Azure Data Explorer Newsletter April/May/June 2020

This post has been republished via RSS; it originally appeared at: Azure Data Explorer articles.

Welcome to this month’s edition of the ADX newsletter! Due to the global impact of the ongoing Covid-19 situation we decided to group the April to June newsletters into one edition.

In a combined effort with the Bing team we made a Covid-19 dataset available to everyone to experiment with and write your own KQL queries on top, be sure to check that out here.

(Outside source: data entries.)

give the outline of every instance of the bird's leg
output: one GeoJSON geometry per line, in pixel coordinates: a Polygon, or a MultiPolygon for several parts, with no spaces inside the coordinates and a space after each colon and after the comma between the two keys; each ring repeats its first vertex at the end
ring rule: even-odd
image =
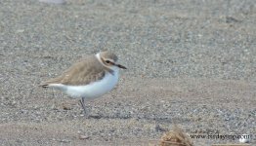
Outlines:
{"type": "Polygon", "coordinates": [[[84,116],[87,117],[86,107],[85,107],[85,104],[84,104],[84,99],[85,99],[85,98],[82,97],[81,100],[80,100],[80,103],[81,103],[82,108],[83,108],[83,110],[84,110],[84,116]]]}

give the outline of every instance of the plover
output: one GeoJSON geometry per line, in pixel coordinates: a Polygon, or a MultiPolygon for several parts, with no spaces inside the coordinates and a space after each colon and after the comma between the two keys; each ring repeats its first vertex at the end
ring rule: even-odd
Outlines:
{"type": "Polygon", "coordinates": [[[85,99],[100,97],[111,91],[118,82],[119,68],[126,69],[116,61],[114,54],[101,52],[74,63],[61,76],[40,84],[40,87],[59,89],[71,97],[81,98],[87,115],[85,99]]]}

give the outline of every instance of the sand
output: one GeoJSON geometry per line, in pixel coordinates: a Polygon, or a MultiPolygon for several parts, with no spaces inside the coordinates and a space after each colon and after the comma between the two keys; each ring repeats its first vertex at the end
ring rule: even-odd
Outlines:
{"type": "Polygon", "coordinates": [[[254,0],[2,0],[0,18],[1,145],[153,145],[174,125],[256,144],[254,0]],[[128,69],[90,118],[38,87],[107,50],[128,69]]]}

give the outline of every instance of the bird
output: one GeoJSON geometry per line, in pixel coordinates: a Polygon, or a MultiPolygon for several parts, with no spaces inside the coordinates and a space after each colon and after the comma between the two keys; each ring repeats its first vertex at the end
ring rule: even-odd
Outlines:
{"type": "Polygon", "coordinates": [[[85,99],[97,98],[110,91],[118,82],[119,69],[127,69],[117,64],[117,59],[111,52],[100,52],[80,59],[39,87],[58,89],[70,97],[80,98],[84,115],[88,116],[85,99]]]}

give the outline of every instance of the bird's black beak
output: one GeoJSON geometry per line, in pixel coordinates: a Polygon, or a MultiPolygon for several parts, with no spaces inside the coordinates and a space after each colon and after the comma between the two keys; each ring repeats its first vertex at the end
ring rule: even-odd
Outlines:
{"type": "Polygon", "coordinates": [[[117,66],[117,67],[119,67],[119,68],[122,68],[122,69],[127,69],[125,66],[120,65],[120,64],[115,64],[115,66],[117,66]]]}

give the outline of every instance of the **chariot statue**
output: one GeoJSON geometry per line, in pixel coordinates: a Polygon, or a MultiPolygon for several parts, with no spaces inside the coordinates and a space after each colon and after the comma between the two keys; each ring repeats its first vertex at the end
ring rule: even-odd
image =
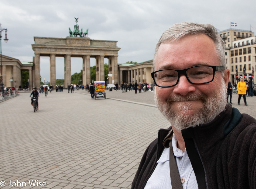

This months’ topics are around business continuity and disaster recovery, new features in KQL and for performance improvements as well as multiple tutorials on machine learning in Azure Data Explorer and tutorials that show how to move data into ADX from various sources. Also, the tip of the month demoes the Row-Level Security feature along with some extended functionality.

These topics are grouped into (1) addressing enterprises and security needs (2) cost reduction and performance (3) cluster health and support (4) expanding the ingestion interfaces (5) new language capabilities (6) enhancing the data science capabilities, (7) new tools capabilities and visualizations options and (8) the tip-of-the-month.

Enterprise and Security

Business Continuity Guidelines for Azure Data Explorer

Business continuity in Azure Data Explorer refers to the mechanisms and procedures that enable your business to continue operating in the face of a true disruption.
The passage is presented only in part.